Alarming level of PPC arrears may rise to 2.5bn euros, ND official warns

Main power utility PPC’s alarming level of unpaid overdue electricity bills owed by consumers could be set to rise further, to as much as 2.5 billion euros, the main opposition conservative New Democracy party’s official in charge of energy matters has warned.

The ND party official, Kostas Skrekas, in a related written question submitted to Parliament, states that provisions for bad debts during the first nine-month period of 2015 increased by 407.7 million euros compared to the equivalent period a year earlier, which represents a 210 percent increase.

Skrekas, whose question was signed by 26 MPs and was critical of the Syriza-led coalition’s policies implemented over the past year or so, also forecasts that the level of unpaid overdue electricity bills owed by consumers for 2015 will range between 2.3 billion euros and 2.5 billion euros, up by as much as 700 million euros compared to 2014.

Campaigning by Prime Minister Alexis Tsipras and other members of the Syriza and Independent Greeks parties – while they were still in opposition – urging citizens to not pay bills, has now created tragic financial problems for the country’s main power utility, Skrekas notes.

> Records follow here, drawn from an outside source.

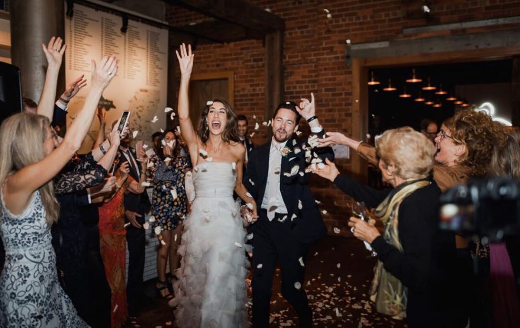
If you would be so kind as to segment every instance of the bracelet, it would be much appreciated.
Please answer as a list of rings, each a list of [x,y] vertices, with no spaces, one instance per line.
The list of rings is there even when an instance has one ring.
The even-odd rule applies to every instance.
[[[310,117],[308,119],[307,119],[307,123],[310,123],[311,122],[312,122],[313,121],[314,121],[315,119],[318,119],[318,116],[317,116],[316,115],[314,115],[312,117]]]

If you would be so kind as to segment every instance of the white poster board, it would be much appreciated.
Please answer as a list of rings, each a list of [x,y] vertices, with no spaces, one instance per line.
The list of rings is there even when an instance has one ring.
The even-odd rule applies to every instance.
[[[115,56],[118,73],[101,99],[107,110],[106,133],[122,112],[128,110],[132,112],[131,131],[139,131],[136,139],[150,141],[153,132],[166,126],[168,30],[129,19],[124,33],[120,31],[122,24],[120,16],[77,4],[73,17],[66,17],[66,83],[84,74],[89,84],[71,101],[67,126],[81,110],[88,93],[91,60],[99,62],[103,56]],[[152,123],[154,116],[159,119]],[[90,151],[99,128],[96,118],[80,153]]]

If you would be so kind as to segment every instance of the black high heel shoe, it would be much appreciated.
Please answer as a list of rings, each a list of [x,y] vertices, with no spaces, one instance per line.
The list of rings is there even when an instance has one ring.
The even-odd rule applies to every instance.
[[[157,285],[159,285],[159,286]],[[157,290],[158,297],[164,297],[168,300],[173,298],[173,295],[170,292],[170,290],[168,289],[168,285],[166,284],[166,281],[161,281],[158,279],[157,283],[155,284],[155,289]],[[164,295],[163,295],[163,293]]]

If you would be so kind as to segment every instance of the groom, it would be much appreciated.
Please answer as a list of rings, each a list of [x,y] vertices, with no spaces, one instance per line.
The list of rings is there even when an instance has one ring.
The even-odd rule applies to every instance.
[[[327,228],[309,187],[309,174],[305,172],[310,163],[307,162],[309,153],[304,148],[308,151],[310,146],[307,140],[293,136],[301,117],[313,134],[324,133],[315,115],[314,96],[311,96],[311,101],[303,99],[300,107],[287,102],[277,107],[272,117],[272,139],[251,152],[243,179],[258,209],[258,220],[249,227],[254,248],[254,328],[269,326],[277,261],[282,272],[282,295],[297,312],[300,326],[312,325],[313,312],[303,289],[304,265],[309,244],[324,236]],[[330,147],[311,149],[311,158],[317,158],[315,154],[322,159],[334,158]],[[247,207],[242,207],[242,214],[245,217],[247,214]]]

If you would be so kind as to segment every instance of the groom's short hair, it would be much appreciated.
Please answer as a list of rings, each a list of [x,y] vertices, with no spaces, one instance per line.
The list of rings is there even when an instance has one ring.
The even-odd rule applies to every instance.
[[[275,110],[275,113],[272,114],[273,119],[274,119],[275,117],[276,117],[276,114],[278,114],[278,111],[280,110],[282,108],[289,110],[294,112],[294,114],[296,115],[294,125],[298,125],[298,124],[300,123],[300,119],[302,118],[302,115],[300,115],[298,111],[296,110],[296,103],[292,101],[286,101],[285,102],[281,103],[278,105],[278,106]]]

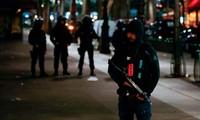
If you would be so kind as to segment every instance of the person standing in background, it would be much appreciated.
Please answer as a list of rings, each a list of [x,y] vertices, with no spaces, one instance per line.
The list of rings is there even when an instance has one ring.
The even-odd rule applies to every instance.
[[[59,16],[55,27],[50,31],[50,40],[54,45],[54,76],[58,76],[59,59],[63,66],[63,75],[70,75],[68,72],[68,46],[73,38],[65,26],[66,18]]]
[[[28,42],[33,46],[31,54],[31,72],[32,77],[36,76],[36,63],[37,59],[39,59],[39,68],[40,68],[40,76],[45,77],[48,76],[45,73],[45,65],[44,65],[44,57],[46,54],[46,35],[45,32],[41,29],[43,25],[43,20],[37,19],[34,21],[33,28],[31,29]]]
[[[94,76],[94,46],[92,44],[93,39],[99,39],[99,36],[96,34],[96,32],[93,29],[92,25],[92,19],[89,16],[84,16],[82,19],[82,25],[81,27],[76,31],[75,33],[75,39],[78,39],[80,37],[80,47],[78,48],[78,53],[80,55],[79,59],[79,73],[78,75],[82,75],[83,70],[83,63],[84,63],[84,57],[85,52],[88,52],[89,57],[89,66],[90,66],[90,75]]]

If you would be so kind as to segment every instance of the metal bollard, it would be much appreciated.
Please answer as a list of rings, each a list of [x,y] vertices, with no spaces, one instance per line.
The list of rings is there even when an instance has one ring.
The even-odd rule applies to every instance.
[[[200,50],[195,51],[194,80],[195,82],[200,82]]]

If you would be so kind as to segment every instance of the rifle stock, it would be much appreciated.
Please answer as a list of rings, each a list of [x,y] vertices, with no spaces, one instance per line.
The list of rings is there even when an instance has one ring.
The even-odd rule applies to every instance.
[[[123,75],[126,77],[127,81],[141,94],[143,95],[147,100],[147,93],[142,91],[142,89],[134,82],[132,81],[132,79],[127,75],[127,73],[125,73],[124,71],[122,71],[117,65],[115,65],[115,63],[113,63],[110,59],[108,60],[108,64],[113,65],[118,71],[120,71],[121,73],[123,73]]]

Consequences, according to Skrekas, include the inability by local authorities to reduce the Public Service Compensation (YKO) surcharge imposed on electricity bills – household and professional – by at least 300 million euros, annually, despite the significant drop in oil and natural gas prices, as PPC’s administration has admitted.

Other effects included a freeze on PPC’s facility upgrade investments, which would reduce emissions and production costs for the utility; a possible increase of the utility’s borrowing costs, detrimental for its level of competitiveness; as well as a dramatic drop in the corporate worth of PPC, one of the Greek state’s most prized assets, the ND party’s chief energy official contends.

In the statement, Skrekas poses a long list of questions, including how the government intends to ease the power utility’s level of unpaid overdue electricity bills; boost the corporation’s market worth; support households that have sunk into poverty over the past thirteen months of Syrize-led rule; soften Public Service Compensation amounts burdening households and professionals; and create robust,  transparent competition in local electricity production and supply, which, he notes, will bolster energy security and lower energy costs for citizens.

Skrekas also questions how PPC will implement its investment plan to ensure a firm level of competitiveness and long-term sustainability.